The results presented at CROI are from an ongoing Phase I/II trial of HIV-1 infected subjects fully suppressed on Anti-Retroviral Treatments (ART). Patients received up to six infusions over 14 weeks. At week 18 subjects interrupted their ART. Patients were monitored for adverse events, viral load, CD4+ T cell count, vector-derived replication competent lentivirus (RCL) and immunogenicity, vector DNA integration patterns, and TCR diversity.
Ronald Collman MD, Farida Shaheen PhD, Jean BoyerPhD, Gwendolyn BinderPhD, Larisa Zifchak RN, Faten Aberra MD, Bruce Levine PhD, Pablo Tebas MD, Carl June MD and Gerard McGarrity PhD are all co-authors of this study. The study was funded by the NIH, NIAID. Dr. June is not affiliated with VIRxSYS in any capacity beyond his role as a clinical collaborator on this project. Gerard McGarrity is an employee of VIRxSYS Corporation. VIRxSYS is commercializing VRX496. For more information about VIRxSYS please contact Russell LaMontagne, russell@corinthgroup.com, 917.744.7957.
About VRX496
VRX496 is an investigational gene therapy for the treatment of HIV/AIDS. Current therapies for HIV-infected patients require daily drug regimens and have well documented side effects. It is anticipated that VRX496 will only require a minimal number of infusions. To date VRX496 has been infused in 61 patients, which represents an accumulative safety time period of 150 therapy years. VRX496 also is different from previous gene therapies because it uses a lentiviral vector derived from HIV-1 itself. Unlike other viral vectors, lentiviral vectors appear to sustain expression of the delivered genes of interest for a longer period of time and do not appear to elicit an inflammatory immune response.

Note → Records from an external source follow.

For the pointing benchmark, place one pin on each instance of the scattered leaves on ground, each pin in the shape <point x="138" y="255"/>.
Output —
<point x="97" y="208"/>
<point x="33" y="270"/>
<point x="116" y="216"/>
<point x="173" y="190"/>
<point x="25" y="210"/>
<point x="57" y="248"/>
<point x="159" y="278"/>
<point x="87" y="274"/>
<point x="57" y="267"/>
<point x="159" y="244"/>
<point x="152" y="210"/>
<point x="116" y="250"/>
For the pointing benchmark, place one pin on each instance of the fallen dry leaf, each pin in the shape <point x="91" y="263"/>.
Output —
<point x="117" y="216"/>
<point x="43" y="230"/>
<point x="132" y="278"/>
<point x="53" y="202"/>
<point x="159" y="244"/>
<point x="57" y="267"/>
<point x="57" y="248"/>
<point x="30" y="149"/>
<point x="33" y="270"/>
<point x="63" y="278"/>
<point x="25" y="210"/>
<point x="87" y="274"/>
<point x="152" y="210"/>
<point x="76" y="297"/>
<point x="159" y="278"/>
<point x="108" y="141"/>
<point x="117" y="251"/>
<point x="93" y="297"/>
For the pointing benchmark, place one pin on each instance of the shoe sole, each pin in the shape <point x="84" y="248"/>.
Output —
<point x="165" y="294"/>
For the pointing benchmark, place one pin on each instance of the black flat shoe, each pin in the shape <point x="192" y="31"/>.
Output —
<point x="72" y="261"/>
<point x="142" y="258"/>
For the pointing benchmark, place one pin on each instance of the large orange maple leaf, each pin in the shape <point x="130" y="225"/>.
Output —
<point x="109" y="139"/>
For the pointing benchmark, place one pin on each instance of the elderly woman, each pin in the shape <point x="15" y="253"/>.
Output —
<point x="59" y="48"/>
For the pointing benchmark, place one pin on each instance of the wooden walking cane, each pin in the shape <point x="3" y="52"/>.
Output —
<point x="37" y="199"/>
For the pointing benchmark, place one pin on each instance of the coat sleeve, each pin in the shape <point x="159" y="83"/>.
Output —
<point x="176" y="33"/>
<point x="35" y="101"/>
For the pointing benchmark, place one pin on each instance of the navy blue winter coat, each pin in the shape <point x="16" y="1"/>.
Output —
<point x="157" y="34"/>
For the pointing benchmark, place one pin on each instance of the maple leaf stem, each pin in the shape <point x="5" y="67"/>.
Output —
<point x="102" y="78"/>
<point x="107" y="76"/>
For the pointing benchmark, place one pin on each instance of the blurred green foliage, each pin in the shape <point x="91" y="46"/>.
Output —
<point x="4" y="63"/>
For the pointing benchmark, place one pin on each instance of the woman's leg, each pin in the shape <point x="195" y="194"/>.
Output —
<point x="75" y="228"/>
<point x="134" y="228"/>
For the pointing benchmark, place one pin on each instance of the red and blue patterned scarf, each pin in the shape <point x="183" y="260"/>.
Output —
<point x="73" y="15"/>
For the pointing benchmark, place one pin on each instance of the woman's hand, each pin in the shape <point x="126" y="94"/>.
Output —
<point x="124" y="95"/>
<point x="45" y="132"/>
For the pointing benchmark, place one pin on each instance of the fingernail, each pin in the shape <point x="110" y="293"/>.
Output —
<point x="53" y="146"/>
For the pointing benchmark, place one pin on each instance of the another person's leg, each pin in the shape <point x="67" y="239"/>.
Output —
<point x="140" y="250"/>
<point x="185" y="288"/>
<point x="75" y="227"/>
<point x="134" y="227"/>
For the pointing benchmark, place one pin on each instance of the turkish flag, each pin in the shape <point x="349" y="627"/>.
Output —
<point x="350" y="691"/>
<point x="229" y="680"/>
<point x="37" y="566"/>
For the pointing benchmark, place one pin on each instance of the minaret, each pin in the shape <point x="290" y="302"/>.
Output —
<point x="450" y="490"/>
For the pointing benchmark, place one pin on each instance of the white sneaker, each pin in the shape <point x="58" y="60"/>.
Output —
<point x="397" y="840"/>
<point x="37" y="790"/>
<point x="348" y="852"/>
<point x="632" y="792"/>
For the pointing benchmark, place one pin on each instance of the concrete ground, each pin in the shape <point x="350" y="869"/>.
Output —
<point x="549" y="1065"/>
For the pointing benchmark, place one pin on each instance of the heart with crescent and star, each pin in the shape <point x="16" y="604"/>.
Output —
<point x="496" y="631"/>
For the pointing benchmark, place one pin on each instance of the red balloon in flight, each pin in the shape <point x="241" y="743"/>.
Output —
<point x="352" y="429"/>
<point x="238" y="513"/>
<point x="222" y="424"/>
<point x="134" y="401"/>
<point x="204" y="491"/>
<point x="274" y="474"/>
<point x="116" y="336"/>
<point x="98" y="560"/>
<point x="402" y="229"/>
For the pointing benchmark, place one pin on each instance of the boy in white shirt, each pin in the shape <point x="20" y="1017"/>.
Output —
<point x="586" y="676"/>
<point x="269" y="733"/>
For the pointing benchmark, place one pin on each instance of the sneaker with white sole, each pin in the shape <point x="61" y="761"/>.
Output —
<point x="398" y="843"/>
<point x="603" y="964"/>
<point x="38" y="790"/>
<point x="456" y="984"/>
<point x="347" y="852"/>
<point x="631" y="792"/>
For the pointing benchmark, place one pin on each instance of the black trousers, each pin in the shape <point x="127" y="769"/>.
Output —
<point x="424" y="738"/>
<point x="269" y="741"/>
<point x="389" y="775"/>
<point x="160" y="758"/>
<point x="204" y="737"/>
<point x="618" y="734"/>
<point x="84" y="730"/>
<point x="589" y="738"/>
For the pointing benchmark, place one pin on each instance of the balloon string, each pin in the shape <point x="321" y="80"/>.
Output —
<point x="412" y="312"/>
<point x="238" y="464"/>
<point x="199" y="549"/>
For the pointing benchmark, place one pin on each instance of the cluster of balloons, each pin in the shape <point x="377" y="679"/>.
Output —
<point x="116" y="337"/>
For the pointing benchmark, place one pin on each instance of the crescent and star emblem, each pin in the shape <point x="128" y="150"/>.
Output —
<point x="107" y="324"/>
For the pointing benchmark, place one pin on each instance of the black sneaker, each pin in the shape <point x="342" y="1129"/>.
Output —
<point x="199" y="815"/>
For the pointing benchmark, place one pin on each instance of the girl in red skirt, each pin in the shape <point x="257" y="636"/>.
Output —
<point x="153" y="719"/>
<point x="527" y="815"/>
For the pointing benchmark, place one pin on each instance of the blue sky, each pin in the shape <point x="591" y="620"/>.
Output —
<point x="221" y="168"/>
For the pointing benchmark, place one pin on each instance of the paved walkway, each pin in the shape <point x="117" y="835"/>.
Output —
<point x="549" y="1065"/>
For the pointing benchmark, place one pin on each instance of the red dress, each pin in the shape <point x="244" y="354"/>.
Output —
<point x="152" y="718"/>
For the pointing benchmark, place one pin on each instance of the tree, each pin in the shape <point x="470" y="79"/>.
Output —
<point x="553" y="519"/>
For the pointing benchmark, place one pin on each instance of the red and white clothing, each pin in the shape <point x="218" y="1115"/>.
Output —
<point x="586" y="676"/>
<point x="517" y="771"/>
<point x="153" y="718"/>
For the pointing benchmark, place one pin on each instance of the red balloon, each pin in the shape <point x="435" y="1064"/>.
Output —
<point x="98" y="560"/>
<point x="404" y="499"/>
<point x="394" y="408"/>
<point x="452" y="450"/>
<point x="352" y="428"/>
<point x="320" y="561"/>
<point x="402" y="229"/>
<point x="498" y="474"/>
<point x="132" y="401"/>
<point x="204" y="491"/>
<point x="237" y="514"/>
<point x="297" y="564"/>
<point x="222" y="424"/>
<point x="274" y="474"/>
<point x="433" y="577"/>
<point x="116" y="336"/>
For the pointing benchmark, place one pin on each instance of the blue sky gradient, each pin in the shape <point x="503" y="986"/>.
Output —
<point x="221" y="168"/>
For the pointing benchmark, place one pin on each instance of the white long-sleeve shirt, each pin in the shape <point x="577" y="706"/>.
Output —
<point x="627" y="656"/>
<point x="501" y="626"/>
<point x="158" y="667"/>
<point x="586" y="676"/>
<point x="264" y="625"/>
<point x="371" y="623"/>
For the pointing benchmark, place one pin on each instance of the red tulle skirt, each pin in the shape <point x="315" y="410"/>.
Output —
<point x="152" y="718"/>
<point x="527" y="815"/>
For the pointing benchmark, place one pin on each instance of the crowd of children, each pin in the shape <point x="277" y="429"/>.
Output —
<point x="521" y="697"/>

PENN Medicine is a $3.6 billion enterprise dedicated to the related missions of medical education, biomedical research, and excellence in patient care. PENN Medicine consists of the University of Pennsylvania School of Medicine (founded in 1765 as the nation’s first medical school) and the University of Pennsylvania Health System.
Penn’s School of Medicine is currently ranked #4 in the nation in U.S.News & World Report’s survey of top research-oriented medical schools; and, according to most recent data from the National Institutes of Health, received over $379 million in NIH research funds in the 2006 fiscal year. Supporting 1,700 fulltime faculty and 700 students, the School of Medicine is recognized worldwide for its superior education and training of the next generation of physician-scientists and leaders of academic medicine.
The University of Pennsylvania Health System (UPHS) includes its flagship hospital, the Hospital of the University of Pennsylvania, rated one of the nation’s top ten “Honor Roll” hospitals by U.S.News & World Report; Pennsylvania Hospital, the nation’s first hospital; and Penn Presbyterian Medical Center. In addition UPHS includes a primary-care provider network; a faculty practice plan; home care, hospice, and nursing home; three multispecialty satellite facilities; as well as the Penn Medicine at Rittenhouse campus, which offers comprehensive inpatient rehabilitation facilities and outpatient services in multiple specialties.